Social Work for Social Justice: Ten Principles
Dignity of the human person is the ethical foundation of a moral society. The measure of every institution is whether it threatens or enhances the life and dignity of the human person.
Dignity of Work and the Rights of Workers
The economy must serve the people, not the other way around. The basic rights of workers must be respected – the right to productive work, to decent and fair wages, to organize and join unions, to private property and to economic initiative.
Community and the Common Good
All individuals by virtue of their human nature have social needs. Human relationships enable people to meet their needs and provide an important vehicle for change. The family is the central social institution that must be supported and strengthened. The way in which society is organized directly affects human dignity and the common good.
We are our brother’s and sister’s keeper. We are one human family, whatever our differences. An ethic of care acknowledging our interdependence belongs in every aspect of human experience.
Rights and Responsibilities
People have a right and a responsibility to participate in society and to work together toward the common good. Human dignity is protected and healthy community can be achieved only if human rights are protected and responsibilities are met.
It is incumbent upon us to recognize and protect the value of all people and all resources on our planet. While rights to personal property are recognized, these rights are not unconditional and are secondary to the best interest of the commongood, especially in relation to the right of all individuals to meet their basic needs.
Priority for the Poor and Vulnerable
A basic moral test of any community or society is the way in which the most vulnerable members are faring. In a society characterized by deepening divisions between rich and poor, the needs of those most at risk should be considered a priority.
Governance/Principle of Subsidiarity
Governance structures in all levels/settings have an imperative to promote human dignity, protect human rights and build the common good. While the principle of subsidiarity calls for the functions of government to be performed at the lowest level possible in order to ensure self-determination and empowerment, higher levels of government have the responsibility to provide leadership and to set policy in the best interest of the common good.

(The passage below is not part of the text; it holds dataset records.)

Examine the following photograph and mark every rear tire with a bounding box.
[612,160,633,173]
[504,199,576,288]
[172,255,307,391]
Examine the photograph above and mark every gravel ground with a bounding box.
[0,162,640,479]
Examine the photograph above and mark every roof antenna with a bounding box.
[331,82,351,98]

All people have a right to participate in the economic, political and cultural life of society. It is the ultimate injustice for a person or a group to be excluded unfairly.
Promotion of Peace
In light of the human dignity and worth of all and the ethical imperatives of solidarity and stewardship, we are called to promote peace and nonviolence at all levels. Peace is the fruit of justice and is dependent upon the respect and cooperation between peoples and nations.